We want to understand how the time to get data changes as the data grows.
Analyze the time complexity of these two ways to get related data.
// Using embedding
db.orders.find({ _id: orderId })
// Using join (lookup)
db.orders.aggregate([
{ $match: { _id: orderId } },
{ $lookup: {
from: 'products',
localField: 'productIds',
foreignField: '_id',
as: 'products'
}}
])
The first gets order and products inside it directly. The second joins orders with products collection.
Look at what repeats when running these queries.
- Primary operation: For embedding, a single document fetch; for join, matching plus scanning related product documents.

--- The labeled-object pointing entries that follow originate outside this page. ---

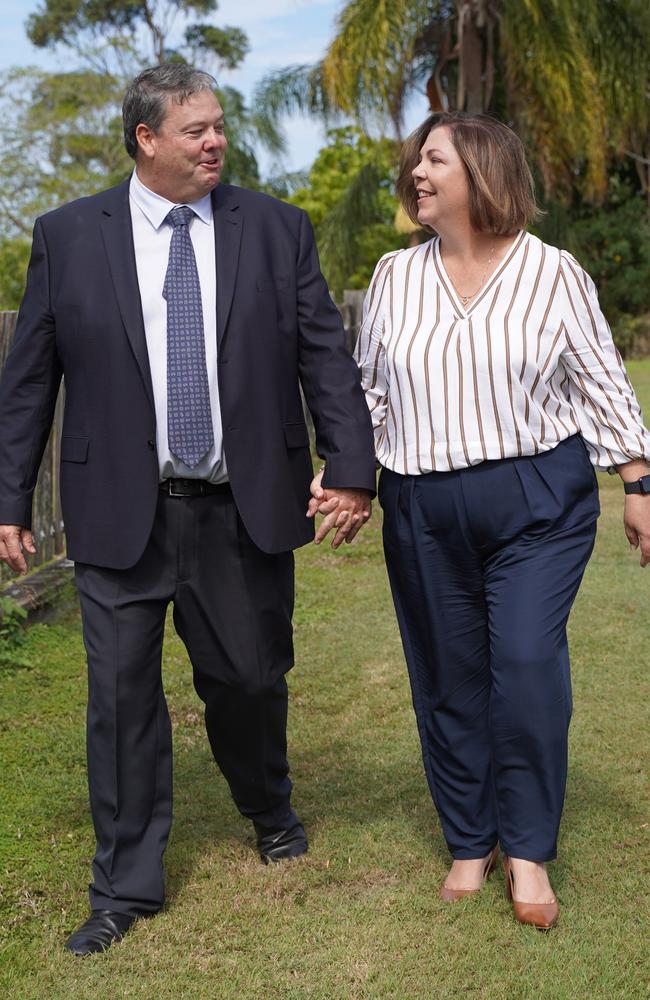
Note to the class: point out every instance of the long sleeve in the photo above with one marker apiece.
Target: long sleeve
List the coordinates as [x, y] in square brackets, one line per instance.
[330, 378]
[28, 391]
[603, 400]
[369, 352]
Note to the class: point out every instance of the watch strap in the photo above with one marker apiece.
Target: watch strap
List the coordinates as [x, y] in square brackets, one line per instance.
[641, 485]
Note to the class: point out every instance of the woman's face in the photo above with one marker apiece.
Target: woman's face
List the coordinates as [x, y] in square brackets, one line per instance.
[441, 182]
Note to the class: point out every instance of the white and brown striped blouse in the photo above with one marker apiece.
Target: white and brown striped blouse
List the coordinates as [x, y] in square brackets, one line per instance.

- How many times: Embedding fetches one document; join scans all related product IDs to find matches.
As the number of related products grows, the work changes differently.
| Input Size (number of related products) | Approx. Operations |
|---|---|
| 10 | Embedding: 1 fetch; Join: 10 lookups |
| 100 | Embedding: 1 fetch; Join: 100 lookups |
| 1000 | Embedding: 1 fetch; Join: 1000 lookups |
Pattern observation: Embedding stays constant; join work grows with number of related items.
Time Complexity: O(n) where n is the number of related documents in join.
This means fetching embedded data stays fast no matter size, but joining takes longer as related data grows.
[X] Wrong: "Joins are always slow and embedding is always better."
[OK] Correct: Embedding can cause large documents that slow writes and use more memory; joins can be efficient if related data is large or changes often.
Understanding how data structure affects query speed shows you can design databases that work well as data grows.
"What if we indexed the foreignField in the join? How would the time complexity change?"